On 2/1/2019 at 3:25 PM, Jurrunio said:

because voltage readings from software is wrong and you're actually using more voltage? Unless you use one of those flagship boards, treat the software voltage reading as merely a suggestion of voltage used.

Yes, ok. But since the voltage reading in HardwareMonitor didn't change at all between the changes of 3.4GHz and 3.8GHz, the real voltage hasn't changed either (That's how things work) - might it be higher or lower in reality than what it displays is irrelevant in this case: because we're only looking for a change. And there was none. The software would definitely show a change if there was one.

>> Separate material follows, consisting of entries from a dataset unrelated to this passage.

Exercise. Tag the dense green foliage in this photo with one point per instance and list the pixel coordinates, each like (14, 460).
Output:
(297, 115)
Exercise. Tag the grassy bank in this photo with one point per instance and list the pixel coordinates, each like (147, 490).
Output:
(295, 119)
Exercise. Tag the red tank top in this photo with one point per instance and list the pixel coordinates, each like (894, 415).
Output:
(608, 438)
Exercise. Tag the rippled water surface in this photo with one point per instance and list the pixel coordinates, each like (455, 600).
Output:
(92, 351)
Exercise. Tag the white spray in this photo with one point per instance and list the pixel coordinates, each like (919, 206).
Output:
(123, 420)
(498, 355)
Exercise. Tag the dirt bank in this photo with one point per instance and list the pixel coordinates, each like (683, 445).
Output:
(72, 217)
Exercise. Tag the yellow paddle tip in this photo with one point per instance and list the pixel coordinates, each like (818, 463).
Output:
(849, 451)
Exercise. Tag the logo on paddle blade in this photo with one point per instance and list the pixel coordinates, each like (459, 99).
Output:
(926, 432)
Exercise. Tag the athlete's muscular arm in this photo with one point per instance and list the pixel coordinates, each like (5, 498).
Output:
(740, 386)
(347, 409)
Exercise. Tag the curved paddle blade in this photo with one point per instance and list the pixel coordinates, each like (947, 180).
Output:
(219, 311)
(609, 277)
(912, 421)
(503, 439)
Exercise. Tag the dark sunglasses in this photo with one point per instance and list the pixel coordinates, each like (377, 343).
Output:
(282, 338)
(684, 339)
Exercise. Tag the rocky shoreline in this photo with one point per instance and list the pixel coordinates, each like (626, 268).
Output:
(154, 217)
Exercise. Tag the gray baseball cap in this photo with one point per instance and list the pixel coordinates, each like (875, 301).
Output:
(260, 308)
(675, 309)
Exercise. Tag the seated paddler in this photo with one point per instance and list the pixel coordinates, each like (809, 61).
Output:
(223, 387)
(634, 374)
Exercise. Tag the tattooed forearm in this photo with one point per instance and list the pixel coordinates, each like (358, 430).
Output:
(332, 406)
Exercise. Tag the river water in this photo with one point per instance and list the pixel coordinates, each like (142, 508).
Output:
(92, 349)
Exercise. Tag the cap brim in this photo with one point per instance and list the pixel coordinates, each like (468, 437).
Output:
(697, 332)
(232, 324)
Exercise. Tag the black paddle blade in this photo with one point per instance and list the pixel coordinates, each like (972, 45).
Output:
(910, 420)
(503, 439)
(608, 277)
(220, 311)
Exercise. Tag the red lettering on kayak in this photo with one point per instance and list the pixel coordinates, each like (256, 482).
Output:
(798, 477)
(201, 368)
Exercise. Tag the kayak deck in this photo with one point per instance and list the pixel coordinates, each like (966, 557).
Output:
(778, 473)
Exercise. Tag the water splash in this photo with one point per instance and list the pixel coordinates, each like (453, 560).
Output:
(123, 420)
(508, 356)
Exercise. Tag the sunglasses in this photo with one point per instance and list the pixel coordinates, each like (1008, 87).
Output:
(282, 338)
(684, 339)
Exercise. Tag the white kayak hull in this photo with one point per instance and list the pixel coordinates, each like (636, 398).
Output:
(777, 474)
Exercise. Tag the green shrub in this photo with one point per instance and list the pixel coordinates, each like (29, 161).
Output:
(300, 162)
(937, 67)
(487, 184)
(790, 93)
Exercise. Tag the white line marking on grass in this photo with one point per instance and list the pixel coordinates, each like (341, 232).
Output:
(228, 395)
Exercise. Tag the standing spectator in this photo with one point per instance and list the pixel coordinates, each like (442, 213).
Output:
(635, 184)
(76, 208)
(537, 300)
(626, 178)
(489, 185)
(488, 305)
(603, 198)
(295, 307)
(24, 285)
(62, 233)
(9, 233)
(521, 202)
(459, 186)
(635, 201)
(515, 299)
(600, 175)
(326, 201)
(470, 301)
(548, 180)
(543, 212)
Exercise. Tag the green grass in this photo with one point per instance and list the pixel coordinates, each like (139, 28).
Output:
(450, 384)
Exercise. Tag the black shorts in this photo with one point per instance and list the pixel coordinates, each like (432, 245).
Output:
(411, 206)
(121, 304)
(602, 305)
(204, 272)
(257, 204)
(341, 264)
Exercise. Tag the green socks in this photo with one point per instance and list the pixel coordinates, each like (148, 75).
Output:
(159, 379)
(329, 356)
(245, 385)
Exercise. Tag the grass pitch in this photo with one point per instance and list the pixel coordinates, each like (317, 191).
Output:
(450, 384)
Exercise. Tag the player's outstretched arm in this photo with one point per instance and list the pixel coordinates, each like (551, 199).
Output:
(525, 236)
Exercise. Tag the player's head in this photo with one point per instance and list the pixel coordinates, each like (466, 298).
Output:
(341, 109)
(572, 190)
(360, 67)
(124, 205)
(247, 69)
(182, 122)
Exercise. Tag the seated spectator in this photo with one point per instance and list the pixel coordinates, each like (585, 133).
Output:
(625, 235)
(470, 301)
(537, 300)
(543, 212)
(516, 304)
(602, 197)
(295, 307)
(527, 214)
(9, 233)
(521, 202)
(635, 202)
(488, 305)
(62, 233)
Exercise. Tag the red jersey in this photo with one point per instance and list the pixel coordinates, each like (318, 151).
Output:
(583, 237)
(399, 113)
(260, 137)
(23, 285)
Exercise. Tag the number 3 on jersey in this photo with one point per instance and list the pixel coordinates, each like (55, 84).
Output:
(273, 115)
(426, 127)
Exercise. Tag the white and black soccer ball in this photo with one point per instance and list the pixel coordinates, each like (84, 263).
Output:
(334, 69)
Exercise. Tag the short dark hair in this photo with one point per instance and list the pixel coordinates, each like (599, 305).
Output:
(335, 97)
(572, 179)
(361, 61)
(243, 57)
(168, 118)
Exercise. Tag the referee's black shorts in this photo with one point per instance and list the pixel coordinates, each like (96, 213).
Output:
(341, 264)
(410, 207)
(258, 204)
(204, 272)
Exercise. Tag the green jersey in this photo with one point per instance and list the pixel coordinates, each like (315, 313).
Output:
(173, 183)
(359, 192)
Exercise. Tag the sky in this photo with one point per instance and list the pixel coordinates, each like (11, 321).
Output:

If it wouldn't be a huge hassle to remove the board from the case again and run it outside with access to the back of the socket, I would make accurate voltage readings.

 

So my observations stands: Increasing clock speed alone increases power consumption significantly.

[Jurrunio]

1 hour ago, Distelzombie said:

Yes, ok. But since the voltage reading in HardwareMonitor didn't change at all between the changes of 3.4GHz and 3.8GHz, the real voltage hasn't changed either (That's how things work) - might it be higher or lower in reality than what it displays is irrelevant in this case: because we're only looking for a change. And there was none. The software would definitely show a change if there was one.

If it wouldn't be a huge hassle to remove the board from the case again and run it outside with access to the back of the socket, I would make accurate voltage readings.

 

So my observations stands: Increasing clock speed alone increases power consumption significantly.

if you actually watched the video you wont be saying this

[Distelzombie]

1 hour ago, Jurrunio said:

if you actually watched the video you wont be saying this

Sorry I don't think you understood me correctly, please elaborate when you see the real voltage change in the video without also seeing the voltage the sensors read change.

 

The sensors do read the real voltage. They are essentially 12 to 14bit analog-to-digital converter (That's why there is a certain granularity to the measurements) that sit on the vcore rail. What the actual reading is is irrelevant when you only care for a change.

They always show the change, by nature, but the reading might be of by +-0.2.

Of course, at the two extremes the A-to-D converter reaches it's limit and doesn't show a change anymore. For these applications it might be 0V to 2V, divided by 512 or 2048 steps. (12 or 14 bit)

 

Anyway. That's not in the video, right?